The sky kept very clear, except for a hazy cloud or so. No doubt
I dozed at times. Then, as my vigil wore on, came a faintness in
the eastward sky, like the reflection of some colourless fire,
and the old moon rose, thin and peaked and white. And close
behind, and overtaking it, and overflowing it, the dawn came,
pale at first, and then growing pink and warm. No Morlocks had
approached us. Indeed, I had seen none upon the hill that night.
And in the confidence of renewed day it almost seemed to me that
my fear had been unreasonable. I stood up and found my foot with
the loose heel swollen at the ankle and painful under the heel;
so I sat down again, took off my shoes, and flung them away.
`I awakened Weena, and we went down into the wood, now green
and pleasant instead of black and forbidding. We found some
fruit wherewith to break our fast. We soon met others of the
dainty ones, laughing and dancing in the sunlight as though there
was no such thing in nature as the night. And then I thought
once more of the meat that I had seen. I felt assured now of
what it was, and from the bottom of my heart I pitied this last
feeble rill from the great flood of humanity. Clearly, at some
time in the Long-Ago of human decay the Morlocks' food had run
short. Possibly they had lived on rats and such-like vermin.
Even now man is far less discriminating and exclusive in his food
than he was--far less than any monkey. His prejudice against
human flesh is no deep-seated instinct. And so these inhuman
sons of men----! I tried to look at the thing in a scientific
spirit. After all, they were less human and more remote than our
cannibal ancestors of three or four thousand years ago. And the
intelligence that would have made this state of things a torment
had gone. Why should I trouble myself? These Eloi were mere
fatted cattle, which the ant-like Morlocks preserved and preyed
upon--probably saw to the breeding of. And there was Weena
dancing at my side!
`Then I tried to preserve myself from the horror that was
coming upon me, by regarding it as a rigorous punishment of human
selfishness. Man had been content to live in ease and delight
upon the labours of his fellow-man, had taken Necessity as his
watchword and excuse, and in the fullness of time Necessity had
come home to him. I even tried a Carlyle-like scorn of this
wretched aristocracy in decay. But this attitude of mind was
impossible. However great their intellectual degradation, the
Eloi had kept too much of the human form not to claim my
sympathy, and to make me perforce a sharer in their degradation
and their Fear.

`I had at that time very vague ideas as to the course I should
pursue. My first was to secure some safe place of refuge, and to
make myself such arms of metal or stone as I could contrive.

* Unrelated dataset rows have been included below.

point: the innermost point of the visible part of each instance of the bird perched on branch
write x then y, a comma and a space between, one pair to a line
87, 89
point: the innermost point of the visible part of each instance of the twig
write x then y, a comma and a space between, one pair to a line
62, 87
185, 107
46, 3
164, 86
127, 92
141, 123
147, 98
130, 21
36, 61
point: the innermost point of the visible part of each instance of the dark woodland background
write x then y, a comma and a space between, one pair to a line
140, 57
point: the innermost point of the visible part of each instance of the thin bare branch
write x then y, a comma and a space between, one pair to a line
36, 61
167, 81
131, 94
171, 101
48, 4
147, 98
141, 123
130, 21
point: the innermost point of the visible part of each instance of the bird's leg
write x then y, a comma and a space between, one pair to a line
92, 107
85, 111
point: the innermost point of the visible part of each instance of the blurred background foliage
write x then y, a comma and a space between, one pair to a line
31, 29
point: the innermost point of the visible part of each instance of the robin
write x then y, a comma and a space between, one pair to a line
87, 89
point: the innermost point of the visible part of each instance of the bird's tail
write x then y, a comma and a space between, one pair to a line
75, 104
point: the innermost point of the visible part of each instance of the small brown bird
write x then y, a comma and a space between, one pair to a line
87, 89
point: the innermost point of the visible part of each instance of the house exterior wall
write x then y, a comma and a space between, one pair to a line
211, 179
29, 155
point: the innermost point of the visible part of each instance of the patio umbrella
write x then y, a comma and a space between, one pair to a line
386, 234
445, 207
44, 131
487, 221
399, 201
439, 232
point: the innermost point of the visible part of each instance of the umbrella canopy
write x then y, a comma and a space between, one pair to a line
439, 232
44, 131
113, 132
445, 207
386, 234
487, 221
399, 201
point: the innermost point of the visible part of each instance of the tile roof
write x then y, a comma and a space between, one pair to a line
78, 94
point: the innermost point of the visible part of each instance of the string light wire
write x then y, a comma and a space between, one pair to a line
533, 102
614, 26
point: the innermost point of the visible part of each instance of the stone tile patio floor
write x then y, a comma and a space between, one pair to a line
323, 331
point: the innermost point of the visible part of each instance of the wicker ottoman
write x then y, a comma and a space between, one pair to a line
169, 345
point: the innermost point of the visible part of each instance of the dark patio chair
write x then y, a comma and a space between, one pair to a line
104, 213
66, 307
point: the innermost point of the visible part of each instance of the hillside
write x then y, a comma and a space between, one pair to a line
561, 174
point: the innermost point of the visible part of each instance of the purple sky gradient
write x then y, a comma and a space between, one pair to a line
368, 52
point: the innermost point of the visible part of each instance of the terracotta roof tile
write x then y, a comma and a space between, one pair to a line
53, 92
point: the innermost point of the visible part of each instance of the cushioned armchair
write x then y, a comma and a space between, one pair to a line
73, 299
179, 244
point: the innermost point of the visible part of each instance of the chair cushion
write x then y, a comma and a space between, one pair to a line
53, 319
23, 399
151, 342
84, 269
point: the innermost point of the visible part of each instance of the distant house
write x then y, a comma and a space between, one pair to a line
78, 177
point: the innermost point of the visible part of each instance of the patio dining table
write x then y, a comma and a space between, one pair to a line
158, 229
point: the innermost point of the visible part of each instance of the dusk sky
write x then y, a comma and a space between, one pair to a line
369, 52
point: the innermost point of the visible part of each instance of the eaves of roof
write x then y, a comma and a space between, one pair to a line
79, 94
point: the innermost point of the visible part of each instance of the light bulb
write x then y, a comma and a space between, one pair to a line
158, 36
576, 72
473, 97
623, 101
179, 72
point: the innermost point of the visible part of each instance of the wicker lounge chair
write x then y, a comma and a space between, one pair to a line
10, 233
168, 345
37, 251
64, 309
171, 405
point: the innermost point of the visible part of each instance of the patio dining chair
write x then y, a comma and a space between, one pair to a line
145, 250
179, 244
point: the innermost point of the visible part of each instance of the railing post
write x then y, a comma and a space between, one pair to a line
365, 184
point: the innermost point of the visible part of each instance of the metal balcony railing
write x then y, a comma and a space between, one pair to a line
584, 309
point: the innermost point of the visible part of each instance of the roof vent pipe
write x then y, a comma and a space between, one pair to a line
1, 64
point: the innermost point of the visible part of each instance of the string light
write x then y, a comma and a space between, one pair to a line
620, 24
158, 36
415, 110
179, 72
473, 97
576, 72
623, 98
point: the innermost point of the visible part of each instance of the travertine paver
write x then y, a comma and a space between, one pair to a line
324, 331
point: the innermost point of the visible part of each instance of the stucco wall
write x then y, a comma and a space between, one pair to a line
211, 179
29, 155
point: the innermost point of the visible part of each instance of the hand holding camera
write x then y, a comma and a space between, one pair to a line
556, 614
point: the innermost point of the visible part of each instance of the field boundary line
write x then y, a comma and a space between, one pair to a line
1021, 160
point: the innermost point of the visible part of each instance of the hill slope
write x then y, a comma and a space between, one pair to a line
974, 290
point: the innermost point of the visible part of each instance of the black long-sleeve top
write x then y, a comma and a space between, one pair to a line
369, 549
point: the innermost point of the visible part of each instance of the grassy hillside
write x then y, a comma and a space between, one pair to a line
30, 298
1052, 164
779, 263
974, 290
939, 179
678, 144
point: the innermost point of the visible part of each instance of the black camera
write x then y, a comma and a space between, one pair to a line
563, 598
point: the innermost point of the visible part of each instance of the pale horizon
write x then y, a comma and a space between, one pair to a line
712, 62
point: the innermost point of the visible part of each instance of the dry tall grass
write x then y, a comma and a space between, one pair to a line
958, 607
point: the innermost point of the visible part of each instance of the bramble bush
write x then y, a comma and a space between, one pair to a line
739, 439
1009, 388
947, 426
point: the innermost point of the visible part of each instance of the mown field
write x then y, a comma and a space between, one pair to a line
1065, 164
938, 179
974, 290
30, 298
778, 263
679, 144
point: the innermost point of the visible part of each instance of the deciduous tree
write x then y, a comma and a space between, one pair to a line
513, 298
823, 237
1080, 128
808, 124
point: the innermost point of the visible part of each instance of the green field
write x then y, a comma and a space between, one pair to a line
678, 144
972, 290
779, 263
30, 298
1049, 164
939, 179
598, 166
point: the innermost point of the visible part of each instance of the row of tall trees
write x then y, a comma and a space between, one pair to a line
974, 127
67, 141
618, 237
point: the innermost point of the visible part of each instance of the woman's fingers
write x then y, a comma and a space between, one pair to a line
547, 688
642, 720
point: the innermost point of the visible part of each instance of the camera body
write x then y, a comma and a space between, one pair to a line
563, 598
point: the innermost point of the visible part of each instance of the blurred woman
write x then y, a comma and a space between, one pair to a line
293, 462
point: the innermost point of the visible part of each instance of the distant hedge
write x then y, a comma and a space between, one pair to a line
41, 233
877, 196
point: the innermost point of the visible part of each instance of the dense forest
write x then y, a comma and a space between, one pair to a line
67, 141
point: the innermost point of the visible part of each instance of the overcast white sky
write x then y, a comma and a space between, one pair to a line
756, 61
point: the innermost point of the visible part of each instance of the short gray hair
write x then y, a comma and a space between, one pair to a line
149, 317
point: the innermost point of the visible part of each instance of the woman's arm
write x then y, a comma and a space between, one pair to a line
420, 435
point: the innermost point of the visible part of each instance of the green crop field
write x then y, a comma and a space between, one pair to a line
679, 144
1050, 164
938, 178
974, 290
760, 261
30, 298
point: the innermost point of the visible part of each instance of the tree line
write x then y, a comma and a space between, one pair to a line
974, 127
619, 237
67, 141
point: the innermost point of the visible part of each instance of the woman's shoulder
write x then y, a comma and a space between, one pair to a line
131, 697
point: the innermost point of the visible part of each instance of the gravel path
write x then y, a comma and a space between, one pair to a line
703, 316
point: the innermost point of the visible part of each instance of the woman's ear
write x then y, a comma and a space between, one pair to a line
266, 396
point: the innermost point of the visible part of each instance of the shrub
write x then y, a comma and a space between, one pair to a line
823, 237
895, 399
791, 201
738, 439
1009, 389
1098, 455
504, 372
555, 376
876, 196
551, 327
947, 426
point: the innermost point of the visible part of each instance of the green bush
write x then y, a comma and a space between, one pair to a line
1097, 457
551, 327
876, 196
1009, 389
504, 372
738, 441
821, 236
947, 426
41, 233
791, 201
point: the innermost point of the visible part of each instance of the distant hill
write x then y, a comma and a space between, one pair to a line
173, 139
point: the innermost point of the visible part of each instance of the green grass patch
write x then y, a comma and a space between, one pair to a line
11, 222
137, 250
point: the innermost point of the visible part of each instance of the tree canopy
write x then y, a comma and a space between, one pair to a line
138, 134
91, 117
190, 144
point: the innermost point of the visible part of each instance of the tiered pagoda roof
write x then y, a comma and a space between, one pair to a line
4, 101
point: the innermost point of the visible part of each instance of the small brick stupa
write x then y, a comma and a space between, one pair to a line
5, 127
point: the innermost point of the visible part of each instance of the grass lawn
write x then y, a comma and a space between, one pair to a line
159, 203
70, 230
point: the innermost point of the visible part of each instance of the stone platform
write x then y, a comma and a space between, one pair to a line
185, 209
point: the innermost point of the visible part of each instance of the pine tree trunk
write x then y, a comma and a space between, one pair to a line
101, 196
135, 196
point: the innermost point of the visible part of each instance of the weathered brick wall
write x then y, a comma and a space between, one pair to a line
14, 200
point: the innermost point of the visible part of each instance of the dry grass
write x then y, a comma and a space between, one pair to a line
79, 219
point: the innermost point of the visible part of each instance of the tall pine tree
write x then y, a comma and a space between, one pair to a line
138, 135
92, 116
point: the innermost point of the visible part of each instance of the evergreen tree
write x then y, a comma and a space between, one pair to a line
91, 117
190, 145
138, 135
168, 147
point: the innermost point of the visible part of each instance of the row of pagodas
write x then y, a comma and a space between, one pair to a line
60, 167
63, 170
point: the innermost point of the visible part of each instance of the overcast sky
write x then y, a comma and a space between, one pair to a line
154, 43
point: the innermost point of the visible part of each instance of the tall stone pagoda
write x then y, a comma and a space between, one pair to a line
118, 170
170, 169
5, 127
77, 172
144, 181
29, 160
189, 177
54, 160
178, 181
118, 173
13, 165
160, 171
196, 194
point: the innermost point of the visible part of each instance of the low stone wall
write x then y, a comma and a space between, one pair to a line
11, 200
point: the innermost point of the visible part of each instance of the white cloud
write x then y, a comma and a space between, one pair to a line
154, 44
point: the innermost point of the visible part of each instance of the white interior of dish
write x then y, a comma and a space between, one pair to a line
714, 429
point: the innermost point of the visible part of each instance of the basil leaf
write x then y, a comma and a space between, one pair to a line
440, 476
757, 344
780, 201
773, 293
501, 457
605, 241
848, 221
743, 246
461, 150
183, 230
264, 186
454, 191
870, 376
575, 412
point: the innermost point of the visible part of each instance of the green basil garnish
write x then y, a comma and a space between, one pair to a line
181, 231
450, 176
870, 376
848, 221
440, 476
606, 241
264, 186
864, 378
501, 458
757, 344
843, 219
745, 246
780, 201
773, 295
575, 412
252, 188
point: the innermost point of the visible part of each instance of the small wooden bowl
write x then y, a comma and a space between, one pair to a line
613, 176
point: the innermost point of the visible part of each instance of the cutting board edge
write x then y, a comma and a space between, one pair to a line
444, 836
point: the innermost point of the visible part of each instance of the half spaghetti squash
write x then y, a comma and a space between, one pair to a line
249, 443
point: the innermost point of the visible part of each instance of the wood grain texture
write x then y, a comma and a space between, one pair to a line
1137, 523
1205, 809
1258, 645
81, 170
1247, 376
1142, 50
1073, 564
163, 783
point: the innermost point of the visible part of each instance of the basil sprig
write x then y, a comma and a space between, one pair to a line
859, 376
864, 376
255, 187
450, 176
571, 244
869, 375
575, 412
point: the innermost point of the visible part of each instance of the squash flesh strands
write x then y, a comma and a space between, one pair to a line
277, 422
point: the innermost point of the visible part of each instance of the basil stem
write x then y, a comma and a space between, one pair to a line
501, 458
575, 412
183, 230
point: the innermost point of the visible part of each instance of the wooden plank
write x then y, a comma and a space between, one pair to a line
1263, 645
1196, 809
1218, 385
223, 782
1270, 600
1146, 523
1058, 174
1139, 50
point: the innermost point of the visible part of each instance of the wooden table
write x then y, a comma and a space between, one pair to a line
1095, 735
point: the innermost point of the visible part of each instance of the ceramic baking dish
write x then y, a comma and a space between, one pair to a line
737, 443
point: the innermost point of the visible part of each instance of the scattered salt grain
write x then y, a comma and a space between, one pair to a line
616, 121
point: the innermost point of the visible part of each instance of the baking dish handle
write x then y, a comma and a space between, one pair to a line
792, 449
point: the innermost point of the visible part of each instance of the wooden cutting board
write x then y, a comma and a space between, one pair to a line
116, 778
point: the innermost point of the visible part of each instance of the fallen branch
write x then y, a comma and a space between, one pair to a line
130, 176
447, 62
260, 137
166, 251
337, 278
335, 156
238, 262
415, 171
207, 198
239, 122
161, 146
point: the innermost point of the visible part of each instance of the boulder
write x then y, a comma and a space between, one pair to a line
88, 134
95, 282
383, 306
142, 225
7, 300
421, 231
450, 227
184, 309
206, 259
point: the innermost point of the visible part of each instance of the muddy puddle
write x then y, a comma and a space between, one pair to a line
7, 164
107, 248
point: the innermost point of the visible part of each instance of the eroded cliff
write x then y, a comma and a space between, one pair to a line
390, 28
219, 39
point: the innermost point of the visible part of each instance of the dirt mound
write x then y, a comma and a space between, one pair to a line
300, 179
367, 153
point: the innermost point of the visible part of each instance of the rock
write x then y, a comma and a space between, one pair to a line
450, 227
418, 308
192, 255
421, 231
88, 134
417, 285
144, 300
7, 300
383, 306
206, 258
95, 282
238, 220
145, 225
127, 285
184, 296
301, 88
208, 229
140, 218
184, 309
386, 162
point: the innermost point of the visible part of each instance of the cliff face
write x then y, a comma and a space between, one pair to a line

That necessity was immediate. In the next place, I hoped to
procure some means of fire, so that I should have the weapon of a
torch at hand, for nothing, I knew, would be more efficient
against these Morlocks. Then I wanted to arrange some
contrivance to break open the doors of bronze under the White
Sphinx. I had in mind a battering ram. I had a persuasion that
if I could enter those doors and carry a blaze of light before me
I should discover the Time Machine and escape. I could not
imagine the Morlocks were strong enough to move it far away.
Weena I had resolved to bring with me to our own time. And
turning such schemes over in my mind I pursued our way towards
the building which my fancy had chosen as our dwelling.